Tesla (NASDAQ:TSLA) stock continued its June rally on Monday, notching an impressive 4.7% gain. And the good news for investors continues with TSLA stock up again in pre-market training. So why the big pop yesterday for TSLA?
One of the reasons is CEO Elon Musk’s claim on Sunday that he deleted his Twitter account. The other? A report issued by an analyst with Baird suggesting that with positive TSLA news arriving last week, Tesla stock may be headed for a short squeeze.
Recent Good News for TSLA Sets Up the Possibility of a Short Squeeze
Tesla stock closed at $225.03 on Monday after hitting as high as $226.86, for a 4.7% gain on the day.
One of the big factors in the TSLA pop is a report from Baird analyst Ben Kallo (via Teslarati) suggesting that a short squeeze may be in the cards, pushing TSLA stock even higher. He notes that with 40 million TSLA shares currently sold short and a series of positive headlines over the past week — including a leaked e-mail from Elon Musk stating the company is on track to deliver a record number of cars this quarter — those traders holding short positions on the company’s stock are going to be scrambling to buy shares.
Musk and his communications are at the center of the other factor that appears to have played a big part in Monday’s jump.
Elon Musk Says He Deleted His Twitter Account
Tesla’s CEO has a long and very complicated relationship with Twitter (NYSE:TWTR). Elon Musk is very active on the social media platform and the results have typically been bad news for TSLA investors.
There are times when Musk uses Twitter to good effect, effectively promoting Tesla and its products, and building up excitement among his 27 million followers … and the analysts who look to his Twitter account for clues that could impact Tesla stock. For example, in March, Musk used Twitter to announce the Tesla Model Y reveal event.

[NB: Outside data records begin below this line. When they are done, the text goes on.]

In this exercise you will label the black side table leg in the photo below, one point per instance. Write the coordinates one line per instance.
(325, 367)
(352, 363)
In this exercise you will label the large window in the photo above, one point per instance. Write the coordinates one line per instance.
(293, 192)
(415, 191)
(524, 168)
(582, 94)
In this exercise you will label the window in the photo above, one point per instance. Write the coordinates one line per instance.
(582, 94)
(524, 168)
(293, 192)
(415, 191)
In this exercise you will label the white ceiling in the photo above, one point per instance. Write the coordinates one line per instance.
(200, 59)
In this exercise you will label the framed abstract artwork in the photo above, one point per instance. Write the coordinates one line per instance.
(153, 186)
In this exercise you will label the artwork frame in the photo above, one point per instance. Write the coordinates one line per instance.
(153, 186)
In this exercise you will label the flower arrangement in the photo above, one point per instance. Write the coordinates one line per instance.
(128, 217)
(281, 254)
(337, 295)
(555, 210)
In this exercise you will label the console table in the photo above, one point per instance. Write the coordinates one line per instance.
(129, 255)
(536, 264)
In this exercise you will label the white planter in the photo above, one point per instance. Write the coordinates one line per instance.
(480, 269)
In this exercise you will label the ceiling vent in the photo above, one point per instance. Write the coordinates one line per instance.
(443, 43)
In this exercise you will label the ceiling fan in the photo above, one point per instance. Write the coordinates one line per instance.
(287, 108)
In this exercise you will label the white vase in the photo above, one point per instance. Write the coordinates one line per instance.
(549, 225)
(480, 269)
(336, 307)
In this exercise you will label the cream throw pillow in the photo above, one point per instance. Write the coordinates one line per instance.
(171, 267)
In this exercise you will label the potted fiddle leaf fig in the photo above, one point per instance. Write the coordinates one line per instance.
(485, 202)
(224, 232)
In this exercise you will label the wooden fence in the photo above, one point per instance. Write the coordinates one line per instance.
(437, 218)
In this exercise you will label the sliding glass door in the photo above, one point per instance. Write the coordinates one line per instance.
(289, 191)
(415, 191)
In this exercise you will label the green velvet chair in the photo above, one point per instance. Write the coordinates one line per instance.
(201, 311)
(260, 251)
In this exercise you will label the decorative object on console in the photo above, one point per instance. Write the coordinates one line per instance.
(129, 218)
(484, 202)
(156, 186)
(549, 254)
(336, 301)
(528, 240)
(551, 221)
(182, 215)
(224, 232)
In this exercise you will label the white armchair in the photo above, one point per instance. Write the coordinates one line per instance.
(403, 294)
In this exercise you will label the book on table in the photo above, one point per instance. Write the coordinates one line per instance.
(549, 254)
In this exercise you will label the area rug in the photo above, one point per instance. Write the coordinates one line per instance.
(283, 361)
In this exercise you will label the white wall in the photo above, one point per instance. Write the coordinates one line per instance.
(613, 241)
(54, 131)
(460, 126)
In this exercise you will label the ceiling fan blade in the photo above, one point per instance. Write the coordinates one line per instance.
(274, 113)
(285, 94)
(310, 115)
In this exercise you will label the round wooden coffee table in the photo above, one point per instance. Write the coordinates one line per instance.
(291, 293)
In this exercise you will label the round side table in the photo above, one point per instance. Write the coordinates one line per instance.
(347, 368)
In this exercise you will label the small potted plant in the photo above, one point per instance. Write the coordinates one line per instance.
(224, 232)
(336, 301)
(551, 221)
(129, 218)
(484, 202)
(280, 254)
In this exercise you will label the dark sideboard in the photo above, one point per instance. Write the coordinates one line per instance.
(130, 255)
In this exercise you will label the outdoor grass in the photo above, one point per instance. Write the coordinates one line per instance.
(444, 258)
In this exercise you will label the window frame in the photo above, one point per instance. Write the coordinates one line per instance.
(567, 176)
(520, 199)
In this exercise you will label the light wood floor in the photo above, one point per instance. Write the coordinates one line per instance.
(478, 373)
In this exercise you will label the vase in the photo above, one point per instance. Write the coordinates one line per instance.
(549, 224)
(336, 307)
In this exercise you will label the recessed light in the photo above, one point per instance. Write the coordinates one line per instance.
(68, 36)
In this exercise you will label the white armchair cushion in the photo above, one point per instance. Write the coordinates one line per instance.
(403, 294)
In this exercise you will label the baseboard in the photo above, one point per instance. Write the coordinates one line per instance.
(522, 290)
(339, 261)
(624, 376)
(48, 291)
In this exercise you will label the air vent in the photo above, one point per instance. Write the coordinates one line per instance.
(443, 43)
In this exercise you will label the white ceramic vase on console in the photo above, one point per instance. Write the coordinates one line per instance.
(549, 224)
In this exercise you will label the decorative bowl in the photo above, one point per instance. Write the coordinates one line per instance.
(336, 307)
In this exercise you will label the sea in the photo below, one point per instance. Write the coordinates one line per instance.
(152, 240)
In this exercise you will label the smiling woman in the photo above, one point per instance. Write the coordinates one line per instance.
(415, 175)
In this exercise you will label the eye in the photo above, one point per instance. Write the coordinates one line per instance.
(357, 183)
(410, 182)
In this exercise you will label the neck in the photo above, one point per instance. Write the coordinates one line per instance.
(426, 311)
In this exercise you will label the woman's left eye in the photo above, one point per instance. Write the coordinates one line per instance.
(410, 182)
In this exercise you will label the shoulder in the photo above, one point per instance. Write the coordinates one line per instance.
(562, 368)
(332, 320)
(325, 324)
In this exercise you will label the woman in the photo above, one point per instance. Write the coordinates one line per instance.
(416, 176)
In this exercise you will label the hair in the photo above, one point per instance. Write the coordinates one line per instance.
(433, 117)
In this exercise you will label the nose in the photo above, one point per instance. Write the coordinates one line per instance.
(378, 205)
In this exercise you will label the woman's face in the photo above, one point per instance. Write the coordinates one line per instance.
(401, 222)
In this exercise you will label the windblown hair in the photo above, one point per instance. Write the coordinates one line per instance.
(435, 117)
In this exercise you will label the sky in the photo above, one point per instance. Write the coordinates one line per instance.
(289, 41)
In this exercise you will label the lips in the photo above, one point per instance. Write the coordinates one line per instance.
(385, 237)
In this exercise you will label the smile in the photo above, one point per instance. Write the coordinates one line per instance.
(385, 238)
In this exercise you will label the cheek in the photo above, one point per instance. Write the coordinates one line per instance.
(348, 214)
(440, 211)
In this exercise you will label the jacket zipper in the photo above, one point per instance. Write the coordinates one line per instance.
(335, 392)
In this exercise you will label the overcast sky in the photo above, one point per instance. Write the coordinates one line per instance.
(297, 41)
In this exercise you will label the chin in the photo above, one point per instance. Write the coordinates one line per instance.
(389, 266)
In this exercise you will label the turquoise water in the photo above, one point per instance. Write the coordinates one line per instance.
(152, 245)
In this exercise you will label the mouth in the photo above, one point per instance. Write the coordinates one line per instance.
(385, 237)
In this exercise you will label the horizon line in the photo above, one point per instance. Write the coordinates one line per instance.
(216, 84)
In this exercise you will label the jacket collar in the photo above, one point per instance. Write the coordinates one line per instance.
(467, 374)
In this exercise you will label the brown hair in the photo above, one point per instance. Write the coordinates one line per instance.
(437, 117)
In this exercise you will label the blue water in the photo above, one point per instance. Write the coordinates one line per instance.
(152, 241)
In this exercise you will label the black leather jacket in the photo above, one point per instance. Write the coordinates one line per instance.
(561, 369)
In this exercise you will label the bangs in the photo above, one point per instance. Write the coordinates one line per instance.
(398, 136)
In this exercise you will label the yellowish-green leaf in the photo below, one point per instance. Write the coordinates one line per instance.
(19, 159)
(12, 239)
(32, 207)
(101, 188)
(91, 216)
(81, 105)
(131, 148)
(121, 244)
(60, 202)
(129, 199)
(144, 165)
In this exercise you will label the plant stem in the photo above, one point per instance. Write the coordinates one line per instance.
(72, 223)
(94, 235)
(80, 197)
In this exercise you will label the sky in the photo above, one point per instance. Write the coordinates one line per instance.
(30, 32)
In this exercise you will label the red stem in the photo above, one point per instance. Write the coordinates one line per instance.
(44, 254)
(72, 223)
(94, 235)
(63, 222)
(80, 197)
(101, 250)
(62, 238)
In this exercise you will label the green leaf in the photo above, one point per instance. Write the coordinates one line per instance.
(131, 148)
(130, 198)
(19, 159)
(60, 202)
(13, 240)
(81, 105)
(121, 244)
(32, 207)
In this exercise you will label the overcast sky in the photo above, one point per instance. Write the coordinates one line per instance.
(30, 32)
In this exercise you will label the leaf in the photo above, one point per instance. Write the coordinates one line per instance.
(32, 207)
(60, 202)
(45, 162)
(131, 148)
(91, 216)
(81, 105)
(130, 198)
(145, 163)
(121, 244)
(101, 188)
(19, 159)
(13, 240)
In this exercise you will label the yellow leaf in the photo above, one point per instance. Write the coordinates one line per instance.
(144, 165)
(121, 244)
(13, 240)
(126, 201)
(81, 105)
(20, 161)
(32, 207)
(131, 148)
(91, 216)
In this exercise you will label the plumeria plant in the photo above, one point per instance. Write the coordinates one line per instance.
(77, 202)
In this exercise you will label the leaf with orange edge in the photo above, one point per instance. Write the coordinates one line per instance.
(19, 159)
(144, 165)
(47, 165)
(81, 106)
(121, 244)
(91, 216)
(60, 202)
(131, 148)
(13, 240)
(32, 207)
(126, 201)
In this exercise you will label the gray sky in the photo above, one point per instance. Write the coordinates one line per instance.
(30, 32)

But more often than not, Musk seems to run into controversy with his tweets, and that never goes well for TSLA stock. The list of missteps is long. Calling a diver who helped rescue a kids soccer team trapped in an underwater Thailand cave a pedophile. Posting an April Fool’s joke on Twitter that the company was going bankrupt, resulting in Tesla stock taking a 5% hit. Then there was his tweet last August where he claimed he had funding secured to take Tesla private at $420 per share. That one cost Musk personally a $20 million U.S. Securities and Exchange Commission fine, Tesla had to pay $20 million, Musk was forced to step down as company Chairman, and TSLA stock went into a 30% downward spiral as the episode played out.
Last weekend, it looked as though Musk was stepping in it again, posting images without giving credit to their creator, and then getting into a fight with other Twitter users over the move. That escalated when someone brought Tesla co-founder Martin Eberhard into the argument about giving credit, at which point Musk made some unflattering comments about Eberhard — potentially violating an agreement he signed after the fired TSLA co-founder sued him for slander — then deleted the tweets.
Shortly after all that played out, Musk tweeted “Just deleted my Twitter account.” That tweet made headlines and the possibility that the Tesla CEO might actually walk away from the social media platform that has caused so much drama was enough to help boost Tesla stock on Monday.
Of course, it turns out that Musk wasn’t serious. He did change his Twitter handle to “Daddy DotCom” for a day. But early this morning, he switched back to “Elon Musk” and deleted the tweet that he was deleting his Twitter account. Despite the likely disappointment of investors, TSLA is still up in early morning trading.
As of this writing, Brad Moon did not hold a position in any of the aforementioned securities.